Hello all,

I have recently implemented a build system based on Rake for a decently-sized project (~8000 source files) which builds code and data for several libraries and applications targeting four separate platforms.

I was new to both rake and ruby when I started; and it's a testament to the awesomeness of both that I was able to learn them quickly to be able to implement a fairly complicated system in less than a month.

Anyway, I wanted to pass along some comments.

Firstly, when I first got stuff building with rake (replacing a build environment that used gnu make) I noticed that a null build (where everything was up to date) took a really long time. I used the ruby profiler and found that approx. half the run time was spent doing file stats (exist? and mtime), with an average of 70 calls *per file* during a rake run. As it runs under Cygwin on Windows those file stat operations are more expensive than they are on Linux. I should note that I'm using ruby 1.8.7 and the rake that gem installed (0.8.7).
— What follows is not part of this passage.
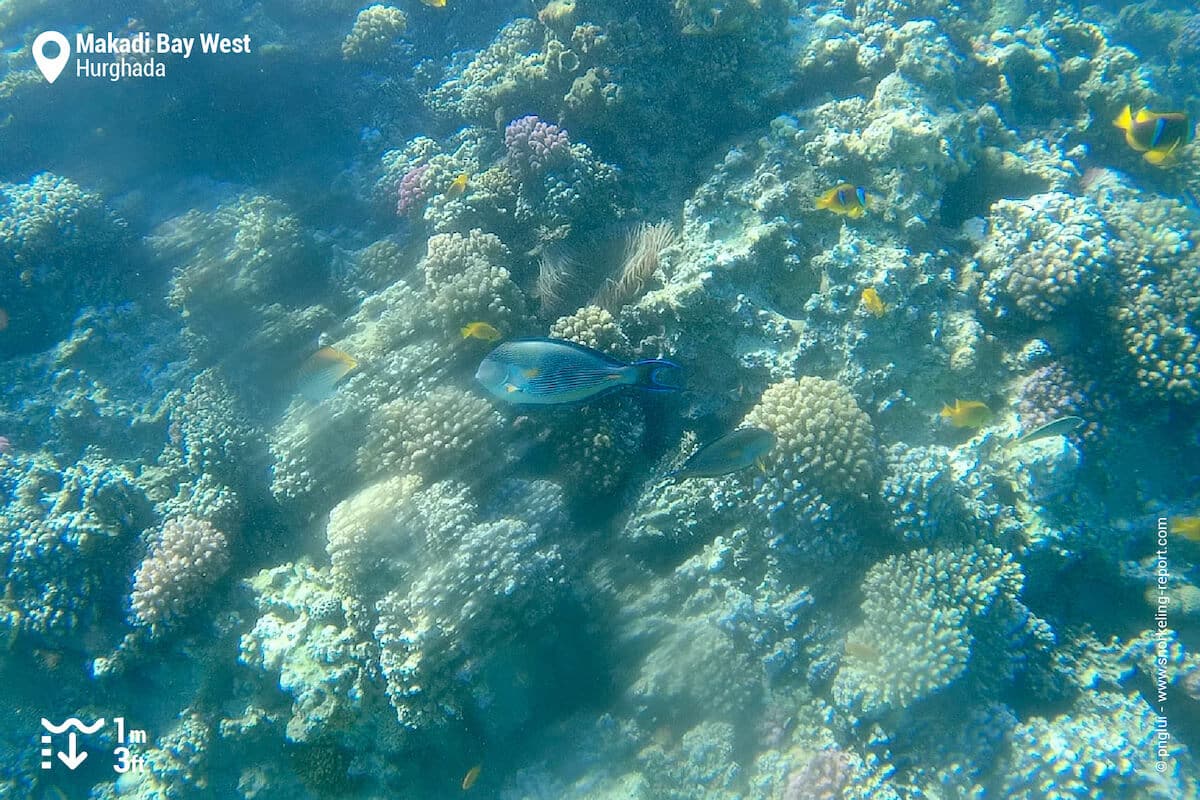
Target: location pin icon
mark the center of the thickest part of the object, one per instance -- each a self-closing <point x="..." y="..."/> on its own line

If you look at the FileTask code, the needed? method calls File.exist? then timestamp, which calls File.exist? then File.mtime. That's three stats in a row right there for the file itself; then each prerequisite is asked for its timestamp which generates two stats for each (for FileTasks that is). My approach was to create a simple global cache that uses the filename as the key and stores the file's mtime.

module Rake
    # Modify Rake's FileTask to use our cached file tests
    class FileTask < Task
        def needed?
            ! File.cached_exist?(name) || out_of_date?(timestamp)
        end

        def timestamp
            if File.cached_exist?(name)
                File.cached_mtime(name.to_s)
            else
                Rake::EARLY
            end
        end

        def execute(args=nil)
            ret = super
            File.invalidate_cache(name)
            ret
        end
    end
end

The invalidate_cache method simply deletes the cache entry for the given file; which is necessary if the file was changed by the task's action. The execute method does this for the FileTasks's own target; if an action creates or modifies other files as a side-effect, I explicitly call invalidate_cache in the action block for each side-effect file to make sure the cache doesn't contain any stale info.

This change resulted in an order of magnitude improvement in run-time.

Now, I'm not saying rake should adopt this specific optimization; however I think you should consider some type of caching to reduce the quantity of exist?/mtime calls. Perhaps the FileTask could simply cache its own exist?/mtime results (invalidated when execute runs).

I have more to say about dependency generation and multitasking, but I'll send those thoughts in separate emails.